What Is An Adjustable Rate Mortgage (ARM)?
An adjustable rate mortgage is certain type of home mortgage that has a variable interest rate. Compared to a 30 year fixed mortgage, the borrower’s payment is considerabely less. This is due to the transfer of risk from the lender to the borrower.
The Structure Of An ARM
There is a wide variety of adjustable rate mortgages. The 2 main components can be recognized by it’s name.
When you review the different types of ARMs, you’ll notice 2 numbers. You can get a 1:1, 3:1, 5:1, 7:1, or even a 10:1. This just a short list, but to explain further, the first number is the fixed period. Even though the name of an adjustable rate mortgage implies that it contains a fluctuating interest rate, these loans have a initial fixed period. You can are additional equity by paying more towards principle. Your equity growth can be calculated by a home appreciation calculator.
For example, if you are looking at a 5:1 ARM, the loan will be fixed for 5 years. Then after the initial period, the rate will adjust.
The second number shows how often the rate will adjust. Since all of the examples shown above end with the number 1, these loans will adjust every year after the initial fixed period. If the second number was a 2, the loan rate will adjust every 2 years.

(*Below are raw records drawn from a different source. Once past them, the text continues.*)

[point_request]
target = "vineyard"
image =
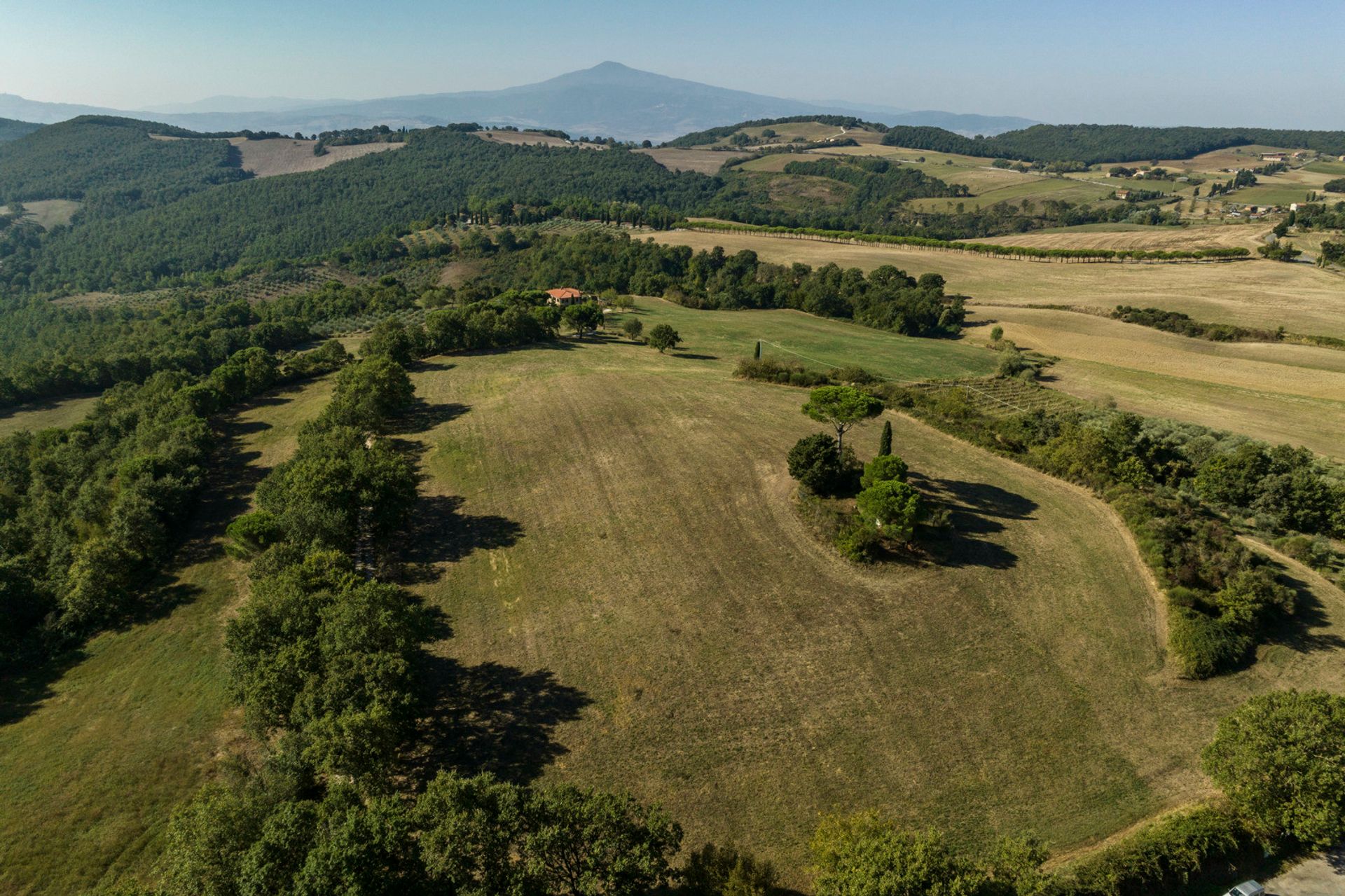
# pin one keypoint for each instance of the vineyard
(253, 289)
(1002, 397)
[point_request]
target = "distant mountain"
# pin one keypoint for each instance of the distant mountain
(967, 125)
(611, 100)
(235, 105)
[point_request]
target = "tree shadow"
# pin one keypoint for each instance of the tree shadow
(441, 535)
(975, 510)
(1304, 631)
(422, 416)
(492, 719)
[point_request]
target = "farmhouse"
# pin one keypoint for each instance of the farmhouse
(564, 296)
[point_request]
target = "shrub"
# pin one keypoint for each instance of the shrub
(1204, 645)
(858, 541)
(883, 469)
(726, 871)
(1281, 760)
(815, 462)
(893, 507)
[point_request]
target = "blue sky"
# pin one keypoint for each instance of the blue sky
(1196, 62)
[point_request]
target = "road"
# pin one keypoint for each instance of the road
(1318, 876)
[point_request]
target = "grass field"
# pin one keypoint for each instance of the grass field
(49, 213)
(97, 751)
(1267, 390)
(1127, 236)
(639, 551)
(703, 160)
(45, 415)
(1257, 294)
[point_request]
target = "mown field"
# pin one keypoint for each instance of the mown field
(1255, 294)
(631, 541)
(45, 415)
(1270, 390)
(97, 750)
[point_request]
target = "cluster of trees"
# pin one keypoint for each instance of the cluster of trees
(991, 249)
(887, 507)
(885, 299)
(88, 514)
(1172, 483)
(1185, 326)
(1110, 143)
(113, 166)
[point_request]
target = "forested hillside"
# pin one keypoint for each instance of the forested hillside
(1110, 143)
(315, 213)
(113, 165)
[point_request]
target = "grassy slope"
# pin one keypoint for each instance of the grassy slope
(96, 758)
(45, 415)
(1257, 294)
(1274, 392)
(744, 676)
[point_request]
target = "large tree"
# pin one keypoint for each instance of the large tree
(1281, 760)
(842, 406)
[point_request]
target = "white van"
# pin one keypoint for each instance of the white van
(1247, 888)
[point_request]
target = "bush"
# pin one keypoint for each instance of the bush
(1204, 645)
(726, 871)
(858, 541)
(1281, 760)
(815, 462)
(893, 507)
(883, 469)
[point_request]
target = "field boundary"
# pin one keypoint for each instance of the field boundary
(985, 249)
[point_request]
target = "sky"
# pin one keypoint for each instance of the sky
(1199, 62)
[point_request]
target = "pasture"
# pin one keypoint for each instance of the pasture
(706, 162)
(630, 544)
(48, 213)
(1269, 390)
(43, 415)
(1255, 294)
(97, 748)
(280, 156)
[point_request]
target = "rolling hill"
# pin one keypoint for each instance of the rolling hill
(608, 99)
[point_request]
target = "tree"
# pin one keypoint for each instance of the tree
(842, 406)
(815, 463)
(893, 507)
(583, 318)
(869, 856)
(883, 469)
(663, 338)
(1281, 760)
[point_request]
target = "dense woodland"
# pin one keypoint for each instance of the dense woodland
(113, 166)
(1091, 144)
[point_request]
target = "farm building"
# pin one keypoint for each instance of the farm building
(565, 296)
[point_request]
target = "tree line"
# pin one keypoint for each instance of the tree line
(1093, 144)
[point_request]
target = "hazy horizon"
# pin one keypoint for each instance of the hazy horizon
(1060, 64)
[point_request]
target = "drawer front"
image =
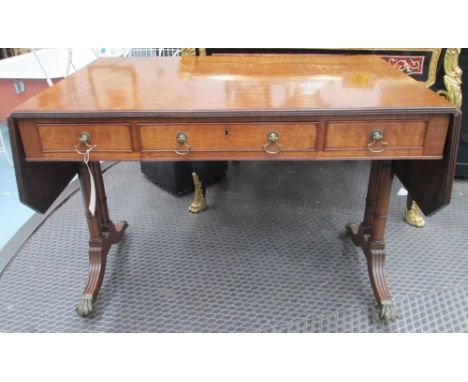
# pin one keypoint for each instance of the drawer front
(106, 137)
(229, 137)
(357, 135)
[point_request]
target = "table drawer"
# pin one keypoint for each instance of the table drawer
(254, 137)
(375, 136)
(64, 137)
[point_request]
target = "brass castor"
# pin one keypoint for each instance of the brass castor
(414, 217)
(386, 312)
(86, 305)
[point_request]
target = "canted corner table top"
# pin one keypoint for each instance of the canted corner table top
(235, 84)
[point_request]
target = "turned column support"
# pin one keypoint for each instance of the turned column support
(103, 233)
(369, 235)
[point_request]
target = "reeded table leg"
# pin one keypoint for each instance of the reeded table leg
(369, 235)
(103, 233)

Consider Your Needs Before You Apply
Before applying for a home mortgage, make sure that you consider your needs. Although the thoughts of a fluctuating interest rate might be scary, there are some safeguards, such as interest rate caps, that protect the borrower from burdening issues that American’s once faced. Many home owners use the real estate appreciation calculator to measure the home equity growth. The most important part of choosing the right mortgage is to look at what fits your situation the best. Every home owner has different circumstances in life, and every home has a loan which suits a families, or individuals finances and comfort level.